Integration: ABM für Flüchtlinge

Allein mit Bildung und Ausbildung wird die Integration der vielen Flüchtlinge in Deutschland nicht gelingen. Es braucht eine vom Staat mitfinanzierte Beschäftigung. Ein Kommentar.

Ein Kommentar von Alfons Frese

Die zigtausend Ehrenamtlichen, die sich hierzulande um die Flüchtlinge kümmern, haben kürzlich eine Zahl aus der Wirtschaft staunend zur Kenntnis genommen. 54 Flüchtlinge arbeiten für die 30 großen an der Börse notierten Konzerne. 50 von den 54 sind bei der Post beschäftigt, jeweils zwei bei SAP und dem Pharmakonzern Merck.

Vor einen Jahr hatte der Daimler-Chef die Chancen vieler Geflüchteter betont, die ja nicht selten jung, gut ausgebildet und motiviert seien. Genau solche Leute suche man in der Industrie. Und in bestimmten Dienstleistungsbereichen sowieso. Wer pflegt uns im hohen Alter, wenn nicht die Migranten?

Es gibt solche und solche Migranten, darauf weist das Deutsche Institut für Wirtschaftsforschung in einer neuen Langzeitanalyse über die Integration im Arbeitsmarkt hin. Wer in den vergangenen 20 Jahren aus dem EU-Ausland nach Deutschland gekommen ist oder aus der Türkei, dem fällt das neue Leben anfangs leichter als Flüchtlingen. Die jedoch flohen vor Mord und Totschlag und erreichten unter lebensgefährlichen Umständen das gelobte Deutschland; dass diese Menschen belastet und beschädigt sind und länger brauchen, sich hier zurechtzufinden als „Wirtschaftsflüchtlinge“ aus Südeuropa, ist nicht überraschend. Aber es wird besser: Wenn Startschwierigkeiten überwunden und Sprachbarrieren genommen wurden, dann sind Flüchtlinge erfolgreich und erreichen zum Beispiel höhere Schulabschlüsse als „normale“ Migranten. Anders gesagt: Es braucht Zeit und Geduld.

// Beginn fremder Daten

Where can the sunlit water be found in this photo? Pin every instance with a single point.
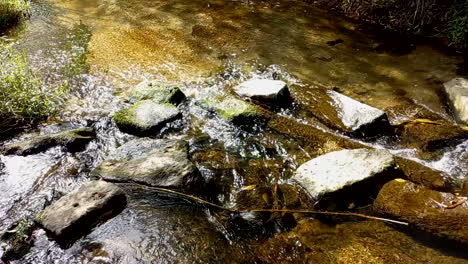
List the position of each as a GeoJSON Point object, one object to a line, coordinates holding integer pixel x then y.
{"type": "Point", "coordinates": [209, 47]}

Eine Residenzpflicht kann helfen

Und Engagement auf beiden Seiten. Arbeitsministerin Andrea Nahles betont den hohen Stellenwert von Pünktlichkeit. Das klingt ziemlich deutsch. Aber so ticken wir eben mit unserer Gründlichkeit und Zuverlässigkeit – und so erwarten wir das dann auch von den neuen Arbeitskolleginnen und -kollegen. Damit die aber überhaupt in Arbeit kommen, ist die Bleibeperspektive zu klären, die Sprache zu lernen. Dafür sind Politik und Behörden zuständig. Dann kommen Einstiegsqualifizierung, Ausbildung und Arbeit. Jetzt ist die Wirtschaft am Zug. Und das sind Konzerne sowie hunderttausende Mittelständler, Kammern und Verbände, sind Gewerkschaften und regionale Initiativen. Auf dem flachen Land, wo jeder jeden kennt, das Vereinsleben blüht und Arbeitskräfte gesucht werden, sind die Integrationsbedingungen besser als in der Anonymität und Indifferenz der Großstadt. So gesehen kann eine Residenzpflicht auch bei der Integration im Arbeitsmarkt helfen.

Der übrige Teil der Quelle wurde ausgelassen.